01 January 2009

"Givaneh!"

It's the month of Muharram in Iran and black-clad male Shia adherents are parading in the streets in preparation for the day of Ashura, which is the day on which the Shia saint Husayn was slain by troops of the Sunni Caliphate at the Battle of Karbala 1,329 years ago.

The anniversary is treated as a period of mourning; for weeks in advance, on bus journeys, we've been hearing monotone chants for hours on end grieving the loss of Imam Husayn. The event is covered on television as though Husayn was killed yesterday. Mullahs weep openly in television studios.
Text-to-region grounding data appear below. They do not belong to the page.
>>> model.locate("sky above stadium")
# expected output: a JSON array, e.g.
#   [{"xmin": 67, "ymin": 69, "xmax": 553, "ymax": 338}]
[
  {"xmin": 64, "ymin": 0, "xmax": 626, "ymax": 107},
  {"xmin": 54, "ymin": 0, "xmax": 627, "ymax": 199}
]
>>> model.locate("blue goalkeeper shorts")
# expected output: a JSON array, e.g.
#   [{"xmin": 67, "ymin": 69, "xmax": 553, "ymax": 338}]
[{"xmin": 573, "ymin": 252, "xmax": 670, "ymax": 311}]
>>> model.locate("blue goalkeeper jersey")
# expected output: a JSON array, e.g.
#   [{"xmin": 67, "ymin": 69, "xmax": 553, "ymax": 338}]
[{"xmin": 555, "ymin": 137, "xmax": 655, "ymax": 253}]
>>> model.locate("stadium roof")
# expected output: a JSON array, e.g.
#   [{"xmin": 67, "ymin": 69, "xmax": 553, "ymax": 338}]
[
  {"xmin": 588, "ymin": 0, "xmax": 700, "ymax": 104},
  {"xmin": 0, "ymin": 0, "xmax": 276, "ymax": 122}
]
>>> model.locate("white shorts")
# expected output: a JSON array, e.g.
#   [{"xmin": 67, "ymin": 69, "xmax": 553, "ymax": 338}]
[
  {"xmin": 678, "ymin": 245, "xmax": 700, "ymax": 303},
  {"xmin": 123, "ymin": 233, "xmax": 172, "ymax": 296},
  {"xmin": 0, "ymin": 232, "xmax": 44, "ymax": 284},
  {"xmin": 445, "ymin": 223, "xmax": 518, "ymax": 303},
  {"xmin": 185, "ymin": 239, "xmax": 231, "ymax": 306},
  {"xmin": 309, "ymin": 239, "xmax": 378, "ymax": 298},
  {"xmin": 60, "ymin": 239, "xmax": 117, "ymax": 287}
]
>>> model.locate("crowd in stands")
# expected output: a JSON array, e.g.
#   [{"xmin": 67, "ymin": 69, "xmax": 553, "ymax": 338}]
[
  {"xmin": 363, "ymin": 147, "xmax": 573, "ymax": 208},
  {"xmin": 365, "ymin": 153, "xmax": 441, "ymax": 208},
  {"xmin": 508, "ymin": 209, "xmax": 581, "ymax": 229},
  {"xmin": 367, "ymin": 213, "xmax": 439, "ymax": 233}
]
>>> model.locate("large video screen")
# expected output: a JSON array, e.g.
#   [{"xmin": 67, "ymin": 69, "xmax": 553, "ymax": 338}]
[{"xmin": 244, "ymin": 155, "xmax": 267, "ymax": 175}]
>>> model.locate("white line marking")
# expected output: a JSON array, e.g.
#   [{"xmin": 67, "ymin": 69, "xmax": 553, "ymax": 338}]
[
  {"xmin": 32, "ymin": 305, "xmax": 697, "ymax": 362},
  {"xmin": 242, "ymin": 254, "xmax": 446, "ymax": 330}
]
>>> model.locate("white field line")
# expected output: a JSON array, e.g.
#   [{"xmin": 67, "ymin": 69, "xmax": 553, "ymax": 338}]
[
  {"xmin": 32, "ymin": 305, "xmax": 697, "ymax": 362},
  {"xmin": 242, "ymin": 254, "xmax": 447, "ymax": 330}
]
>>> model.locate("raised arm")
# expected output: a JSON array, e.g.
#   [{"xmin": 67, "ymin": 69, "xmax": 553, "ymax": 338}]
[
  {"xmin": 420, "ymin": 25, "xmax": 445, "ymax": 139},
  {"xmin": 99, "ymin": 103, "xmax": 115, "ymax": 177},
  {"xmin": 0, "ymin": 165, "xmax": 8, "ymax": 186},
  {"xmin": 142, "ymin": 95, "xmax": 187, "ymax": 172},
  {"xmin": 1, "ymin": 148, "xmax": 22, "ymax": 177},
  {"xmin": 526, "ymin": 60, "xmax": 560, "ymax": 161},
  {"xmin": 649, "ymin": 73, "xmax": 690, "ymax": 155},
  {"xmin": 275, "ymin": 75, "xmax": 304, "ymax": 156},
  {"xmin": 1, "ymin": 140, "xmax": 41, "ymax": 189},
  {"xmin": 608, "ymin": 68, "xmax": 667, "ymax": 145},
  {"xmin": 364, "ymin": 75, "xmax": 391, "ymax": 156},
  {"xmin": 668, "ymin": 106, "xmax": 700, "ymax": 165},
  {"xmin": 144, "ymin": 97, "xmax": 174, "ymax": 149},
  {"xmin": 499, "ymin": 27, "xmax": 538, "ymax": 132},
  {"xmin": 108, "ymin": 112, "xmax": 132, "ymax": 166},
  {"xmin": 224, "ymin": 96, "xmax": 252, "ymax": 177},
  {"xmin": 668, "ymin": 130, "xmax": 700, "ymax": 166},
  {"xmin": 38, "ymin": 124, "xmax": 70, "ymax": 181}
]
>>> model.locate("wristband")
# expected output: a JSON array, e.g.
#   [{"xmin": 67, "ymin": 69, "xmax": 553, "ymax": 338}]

Hours of programming are given over to the event.

A parade of several hundred men walked past our hotel in Shiraz yesterday. I went out onto the street to watch them. A lone drummer beat out a slow rhythm on a huge bass drum while the men chanted a monotone dirge. They each wielded a whip, made from several short lengths of chain attached to a wooden handle, ceremonially striking themselves over the shoulder and onto their backs in time to the drum. It was more a stroking, not a lashing. (It's no longer considered appropriate to break the skin.)

It was dark, but I stood on a raised grassy median strip in the middle of the busy road and tried to take some snaps in the available light. A man about my own age approached me. "Where are you from?" he asked. "Ireland," I replied. "Man Irlandiam."

"Givenah," he said scornfully. "They are foolish."